Unfortunately, as with so many universities, Cornell’s policies belie the commitments it has made to individual rights.
Cornell’s discriminatory harassment policy suffers from a flaw found in many university harassment policies: while the policy initially provides a definition of harassment that reasonably approximates the legal standard for harassment, it later provides a list of examples of harassment that explicitly include protected speech. Cornell’s policy, for example, states that examples of harassment include “making bias-motivated jokes or statements” when such jokes or statements are “direct and based upon a person’s EEO-protected class status.” In other words, any ethnic, gender, or religion-based joke or insult constitutes harassment on Cornell’s campus so long as it is directed at a particular individual. This is a far cry from true harassment, which—as we have explained so many times—is only conduct “so severe, pervasive, and objectively offensive that it effectively bars the victim’s access to an educational opportunity or benefit.” Davis v. Monroe County Board of Education, 526 U.S. 629 (1999).
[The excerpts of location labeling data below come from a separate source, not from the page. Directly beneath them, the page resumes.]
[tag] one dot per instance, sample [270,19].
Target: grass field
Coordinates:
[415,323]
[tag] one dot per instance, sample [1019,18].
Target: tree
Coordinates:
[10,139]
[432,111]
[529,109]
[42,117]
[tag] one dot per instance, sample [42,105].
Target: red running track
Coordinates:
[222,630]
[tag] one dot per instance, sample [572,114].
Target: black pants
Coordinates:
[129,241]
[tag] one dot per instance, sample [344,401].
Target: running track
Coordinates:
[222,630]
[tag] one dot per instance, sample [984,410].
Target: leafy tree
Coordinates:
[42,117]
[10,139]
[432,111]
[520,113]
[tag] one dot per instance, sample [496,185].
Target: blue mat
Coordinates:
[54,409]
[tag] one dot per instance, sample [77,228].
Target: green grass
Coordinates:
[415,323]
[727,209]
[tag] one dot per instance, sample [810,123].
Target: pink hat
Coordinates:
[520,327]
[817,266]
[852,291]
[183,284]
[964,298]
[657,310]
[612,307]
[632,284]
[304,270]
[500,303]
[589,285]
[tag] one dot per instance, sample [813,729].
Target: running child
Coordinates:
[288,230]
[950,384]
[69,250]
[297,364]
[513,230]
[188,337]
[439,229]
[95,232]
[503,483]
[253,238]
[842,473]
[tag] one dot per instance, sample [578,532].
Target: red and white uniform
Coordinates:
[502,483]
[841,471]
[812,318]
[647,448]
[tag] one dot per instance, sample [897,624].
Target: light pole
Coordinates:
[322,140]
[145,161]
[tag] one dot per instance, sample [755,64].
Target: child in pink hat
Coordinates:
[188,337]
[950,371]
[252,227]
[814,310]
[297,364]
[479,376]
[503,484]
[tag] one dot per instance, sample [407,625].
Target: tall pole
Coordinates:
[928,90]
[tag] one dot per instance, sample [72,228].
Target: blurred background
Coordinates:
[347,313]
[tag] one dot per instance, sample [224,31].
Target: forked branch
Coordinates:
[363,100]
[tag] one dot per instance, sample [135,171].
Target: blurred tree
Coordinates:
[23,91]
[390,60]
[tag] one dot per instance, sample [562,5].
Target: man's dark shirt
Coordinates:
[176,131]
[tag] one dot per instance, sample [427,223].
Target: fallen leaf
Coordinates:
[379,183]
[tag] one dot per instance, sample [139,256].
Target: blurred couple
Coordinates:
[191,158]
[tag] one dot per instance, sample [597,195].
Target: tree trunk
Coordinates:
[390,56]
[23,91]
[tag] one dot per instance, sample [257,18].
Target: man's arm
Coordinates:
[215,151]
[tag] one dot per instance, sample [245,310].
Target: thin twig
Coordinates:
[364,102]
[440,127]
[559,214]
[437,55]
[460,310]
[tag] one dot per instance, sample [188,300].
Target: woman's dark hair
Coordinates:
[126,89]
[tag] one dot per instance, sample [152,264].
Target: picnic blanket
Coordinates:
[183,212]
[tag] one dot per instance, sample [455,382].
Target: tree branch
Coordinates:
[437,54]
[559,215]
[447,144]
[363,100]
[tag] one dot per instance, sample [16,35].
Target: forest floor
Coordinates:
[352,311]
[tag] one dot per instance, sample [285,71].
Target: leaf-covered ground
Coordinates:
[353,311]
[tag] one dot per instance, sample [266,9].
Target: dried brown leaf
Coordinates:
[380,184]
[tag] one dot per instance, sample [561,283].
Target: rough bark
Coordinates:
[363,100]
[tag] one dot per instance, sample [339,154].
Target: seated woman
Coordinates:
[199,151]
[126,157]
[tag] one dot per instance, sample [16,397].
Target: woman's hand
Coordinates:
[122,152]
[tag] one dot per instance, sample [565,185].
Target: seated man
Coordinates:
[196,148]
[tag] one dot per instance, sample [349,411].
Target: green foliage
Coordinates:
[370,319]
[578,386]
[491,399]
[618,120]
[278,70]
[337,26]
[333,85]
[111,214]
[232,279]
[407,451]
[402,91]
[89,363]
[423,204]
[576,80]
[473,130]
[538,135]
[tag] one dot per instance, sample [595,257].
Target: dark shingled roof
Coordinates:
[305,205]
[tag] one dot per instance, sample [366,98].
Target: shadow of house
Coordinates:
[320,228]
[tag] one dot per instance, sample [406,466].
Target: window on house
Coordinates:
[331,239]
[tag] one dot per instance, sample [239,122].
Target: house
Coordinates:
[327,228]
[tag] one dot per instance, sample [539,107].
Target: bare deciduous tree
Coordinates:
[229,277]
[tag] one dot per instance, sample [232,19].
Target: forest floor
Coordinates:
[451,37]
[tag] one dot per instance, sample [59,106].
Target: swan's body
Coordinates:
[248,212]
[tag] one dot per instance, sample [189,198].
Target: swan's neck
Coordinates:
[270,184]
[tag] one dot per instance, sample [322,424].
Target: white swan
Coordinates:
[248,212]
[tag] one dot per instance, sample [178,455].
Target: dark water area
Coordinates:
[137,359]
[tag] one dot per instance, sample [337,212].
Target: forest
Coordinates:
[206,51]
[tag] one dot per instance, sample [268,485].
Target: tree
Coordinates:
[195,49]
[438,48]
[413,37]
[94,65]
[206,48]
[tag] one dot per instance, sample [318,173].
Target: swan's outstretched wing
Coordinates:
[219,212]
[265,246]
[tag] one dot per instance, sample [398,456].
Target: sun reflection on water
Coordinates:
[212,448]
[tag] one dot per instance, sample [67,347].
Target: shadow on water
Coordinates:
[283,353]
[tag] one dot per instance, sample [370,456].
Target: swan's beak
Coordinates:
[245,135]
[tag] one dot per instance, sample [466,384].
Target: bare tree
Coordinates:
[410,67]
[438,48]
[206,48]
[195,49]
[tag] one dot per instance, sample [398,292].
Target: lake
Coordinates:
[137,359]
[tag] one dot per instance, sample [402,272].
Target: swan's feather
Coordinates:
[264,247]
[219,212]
Cornell also maintains a statement on “bias related incidents,” which it defines as “an event which has the effect of demeaning or degrading an individual or a group and is motivated in whole or in part by the perpetrator’s bias.” The statement further provides that “If you experience or observe any activity which might be perceived as a biased activity, you are expected to report the incident…The incident will be documented and investigated, referred to the appropriate office, and responded to as is appropriate.” While the statement does not specify whether bias incidents alone can form the basis for disciplinary action, it promises to investigate all reports of such incidents. Given that the definition of a “bias related incident” includes protected speech (“demeaning” or “degrading” expression, however deplorable, is constitutionally protected unless it falls within one of just a few narrow categories of speech, such as true harassment or threats), the university’s promise to investigate all such complaints necessarily means that protected expression will be subject to investigation. This, in and of itself, is enough to chill free speech on Cornell’s campus, since students will almost certainly wish to avoid the negative educational effects that would result from being subjected to any sort of disciplinary investigation. This chilling effect is inconsistent with the open atmosphere that should prevail on a campus “whose purpose is the discovery of truth through the practice of free inquiry.”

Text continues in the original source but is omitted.